The Boston Girl
by Anita Diamant
Synopsis:
An unforgettable coming-of-age novel about family ties and values, friendship and feminism told through the eyes of a young Jewish woman growing up in Boston in the early twentieth century.
Addie Baum is The Boston Girl, born in 1900 to immigrant parents who were unprepared for and suspicious of America and its effect on their three daughters. Growing up in the North End, then a teeming multicultural neighborhood, Addie's intelligence and curiosity take her to a world her parents can't imagine - a world of short skirts, movies, celebrity culture and new opportunities for women. Addie wants to finish high school and dreams of going to college. She wants a career and to find true love.
Eighty-five-year-old Addie tells the story of her life to her twenty-two-year-old granddaughter, who has asked her "How did you get to be the woman you are today?" She begins in 1915, the year she found her voice and made friends who would help shape the course of her life. From the one-room tenement apartment she shared with her parents and two sisters, to the library group for girls she joins at a neighborhood settlement house, to her first, disastrous love affair, Addie recalls her adventures with compassion for the naïve girl she was and a wicked sense of humor.
Written with the same attention to historical detail and emotional resonance that made Anita Diamant's previous novels bestsellers, The Boston Girl is a moving portrait of one woman’s complicated life in twentieth-century America, and a fascinating look at a generation of women finding their places in a changing world.
My Review:
I am on such a roll with fabulous historical fiction books this month. I have yet to read one that has disappointed me. The Boston Girl is no exception.

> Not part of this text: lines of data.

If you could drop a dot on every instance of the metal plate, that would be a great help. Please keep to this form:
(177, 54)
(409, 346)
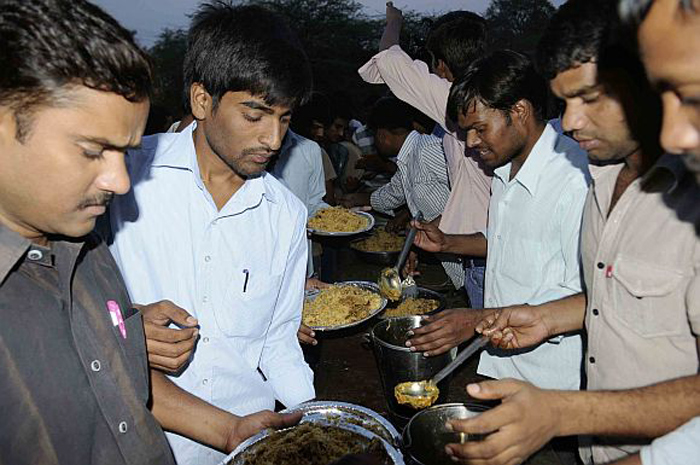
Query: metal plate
(370, 225)
(370, 286)
(236, 457)
(345, 412)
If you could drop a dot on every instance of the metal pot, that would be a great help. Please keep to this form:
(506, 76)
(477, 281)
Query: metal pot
(397, 364)
(425, 436)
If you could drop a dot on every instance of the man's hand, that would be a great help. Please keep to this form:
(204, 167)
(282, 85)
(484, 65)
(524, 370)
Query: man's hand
(247, 426)
(515, 327)
(429, 237)
(524, 422)
(445, 330)
(169, 349)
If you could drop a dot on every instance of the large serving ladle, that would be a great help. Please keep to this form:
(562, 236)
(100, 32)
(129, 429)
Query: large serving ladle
(422, 394)
(390, 284)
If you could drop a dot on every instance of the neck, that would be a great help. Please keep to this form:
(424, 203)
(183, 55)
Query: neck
(534, 134)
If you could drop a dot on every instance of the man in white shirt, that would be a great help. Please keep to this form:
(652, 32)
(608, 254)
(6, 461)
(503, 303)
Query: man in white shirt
(206, 228)
(538, 191)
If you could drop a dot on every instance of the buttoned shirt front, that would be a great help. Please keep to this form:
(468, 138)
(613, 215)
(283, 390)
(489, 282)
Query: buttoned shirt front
(641, 264)
(534, 255)
(411, 81)
(239, 270)
(74, 385)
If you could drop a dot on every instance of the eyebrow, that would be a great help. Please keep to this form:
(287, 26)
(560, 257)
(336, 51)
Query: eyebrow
(253, 105)
(108, 145)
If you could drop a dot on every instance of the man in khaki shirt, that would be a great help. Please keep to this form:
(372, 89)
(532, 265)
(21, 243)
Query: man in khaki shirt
(640, 258)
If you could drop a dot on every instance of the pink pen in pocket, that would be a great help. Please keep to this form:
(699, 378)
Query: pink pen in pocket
(116, 314)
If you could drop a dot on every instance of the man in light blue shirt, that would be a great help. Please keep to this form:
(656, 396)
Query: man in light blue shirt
(206, 228)
(537, 195)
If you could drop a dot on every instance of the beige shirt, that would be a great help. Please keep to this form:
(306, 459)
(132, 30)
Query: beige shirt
(466, 210)
(641, 270)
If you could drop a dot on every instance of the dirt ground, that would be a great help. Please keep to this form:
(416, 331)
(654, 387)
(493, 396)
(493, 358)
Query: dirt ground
(344, 365)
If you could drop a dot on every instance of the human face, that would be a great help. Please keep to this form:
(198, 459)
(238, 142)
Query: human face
(245, 132)
(491, 134)
(336, 131)
(62, 175)
(594, 114)
(669, 40)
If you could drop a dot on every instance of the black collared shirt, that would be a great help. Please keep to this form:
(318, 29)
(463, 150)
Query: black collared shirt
(73, 385)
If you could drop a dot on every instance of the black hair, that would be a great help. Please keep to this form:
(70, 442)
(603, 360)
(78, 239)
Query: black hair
(391, 114)
(499, 81)
(246, 48)
(633, 12)
(457, 38)
(50, 45)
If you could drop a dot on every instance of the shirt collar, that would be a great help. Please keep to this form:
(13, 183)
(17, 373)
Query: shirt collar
(529, 174)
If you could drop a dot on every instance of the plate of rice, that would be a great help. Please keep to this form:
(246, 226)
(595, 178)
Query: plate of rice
(342, 305)
(339, 221)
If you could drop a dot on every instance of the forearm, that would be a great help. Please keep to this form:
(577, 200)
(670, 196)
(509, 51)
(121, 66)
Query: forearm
(180, 412)
(473, 245)
(646, 412)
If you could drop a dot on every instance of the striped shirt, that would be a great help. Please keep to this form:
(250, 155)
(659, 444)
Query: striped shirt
(421, 183)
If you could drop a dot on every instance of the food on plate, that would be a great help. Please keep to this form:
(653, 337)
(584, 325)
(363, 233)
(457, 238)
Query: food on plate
(312, 444)
(338, 220)
(411, 306)
(380, 241)
(339, 305)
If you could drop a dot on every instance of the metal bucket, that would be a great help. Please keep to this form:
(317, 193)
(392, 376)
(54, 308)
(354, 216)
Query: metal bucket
(397, 364)
(425, 436)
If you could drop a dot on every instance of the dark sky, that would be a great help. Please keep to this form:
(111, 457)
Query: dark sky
(149, 17)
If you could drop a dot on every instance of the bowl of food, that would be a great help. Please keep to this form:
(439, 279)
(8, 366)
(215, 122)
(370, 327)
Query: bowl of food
(342, 305)
(381, 248)
(427, 303)
(339, 221)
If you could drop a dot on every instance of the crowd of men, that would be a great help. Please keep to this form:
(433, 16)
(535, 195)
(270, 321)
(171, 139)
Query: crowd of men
(151, 287)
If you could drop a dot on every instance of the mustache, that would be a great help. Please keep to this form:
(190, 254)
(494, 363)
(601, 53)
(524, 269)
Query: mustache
(101, 200)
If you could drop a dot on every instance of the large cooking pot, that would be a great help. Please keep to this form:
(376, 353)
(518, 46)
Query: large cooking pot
(397, 364)
(424, 438)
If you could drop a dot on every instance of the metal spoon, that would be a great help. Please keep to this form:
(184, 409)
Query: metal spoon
(421, 394)
(390, 285)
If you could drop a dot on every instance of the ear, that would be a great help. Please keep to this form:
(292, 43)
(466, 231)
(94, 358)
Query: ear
(200, 101)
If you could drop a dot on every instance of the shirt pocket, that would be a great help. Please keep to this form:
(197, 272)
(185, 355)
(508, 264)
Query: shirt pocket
(648, 298)
(248, 307)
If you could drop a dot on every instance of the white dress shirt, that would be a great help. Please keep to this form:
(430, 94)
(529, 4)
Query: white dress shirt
(534, 254)
(679, 447)
(239, 270)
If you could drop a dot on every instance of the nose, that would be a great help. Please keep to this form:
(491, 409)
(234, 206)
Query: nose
(114, 176)
(573, 118)
(273, 135)
(678, 133)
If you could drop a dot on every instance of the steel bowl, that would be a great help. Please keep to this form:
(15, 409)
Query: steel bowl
(423, 293)
(370, 286)
(425, 436)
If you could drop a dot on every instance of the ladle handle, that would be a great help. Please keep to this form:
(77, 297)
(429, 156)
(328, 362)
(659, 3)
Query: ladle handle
(468, 351)
(410, 237)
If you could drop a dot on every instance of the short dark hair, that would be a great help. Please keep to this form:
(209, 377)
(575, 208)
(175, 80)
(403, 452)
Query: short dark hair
(457, 38)
(577, 34)
(50, 45)
(246, 48)
(633, 12)
(499, 81)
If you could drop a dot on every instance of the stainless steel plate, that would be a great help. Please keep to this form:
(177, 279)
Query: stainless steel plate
(370, 286)
(370, 225)
(344, 412)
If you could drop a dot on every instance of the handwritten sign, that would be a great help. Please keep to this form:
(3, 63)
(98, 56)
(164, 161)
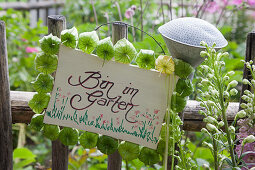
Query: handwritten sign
(109, 98)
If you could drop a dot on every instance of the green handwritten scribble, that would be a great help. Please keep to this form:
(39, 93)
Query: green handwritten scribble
(57, 113)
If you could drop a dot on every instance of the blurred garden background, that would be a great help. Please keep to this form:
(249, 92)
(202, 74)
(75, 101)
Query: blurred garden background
(26, 24)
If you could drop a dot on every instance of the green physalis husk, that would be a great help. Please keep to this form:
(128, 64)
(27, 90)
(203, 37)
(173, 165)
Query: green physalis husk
(39, 102)
(88, 41)
(88, 140)
(105, 49)
(162, 146)
(145, 59)
(37, 122)
(124, 51)
(165, 64)
(69, 37)
(184, 87)
(182, 69)
(68, 136)
(148, 156)
(50, 44)
(43, 83)
(51, 131)
(107, 144)
(46, 63)
(128, 151)
(178, 103)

To put it plainly it is simply a beautiful story about the life of an Russian-American Jewish girl growing up at the beginning of the 20th century in Boston. The story is told by the Boston girl herself - Addie Baum. She is now 85 years old (in 1985) and she is telling her grand daughter Eva the story of how she became the woman she is today. We learn about the challenges of not only being a Jewish girl in the North East during a time of immigration to the U.S. from places like Russia and Europe but we also learn what it was like to simply be a girl in that time. The expectations to be married and to be seen but not heard. This posed to be a challenge for Addie as she was smart and she was inquisitive.
The overall feeling I got from her story and from her as a character is that she absolutely loved life. It made me think about how important it is to listen to the stories of those who came before us. I know that growing up, I loved hearing my grandmother's stories and if my parents were living, I would want them to share their story with my kids. You can have all of the technology and science in the world and that is a good thing, but without those stories being passed down we as humans don't know who we are and why we are here. I loved the simplicity of Addie's story not just for its basic beauty and truth but because of its relevance and importance to every woman that came after her. I can't say enough about Anita Diamant's The Boston Girl. Throughout the book and through to the end I had a big smile on my face and that is something not every book can do.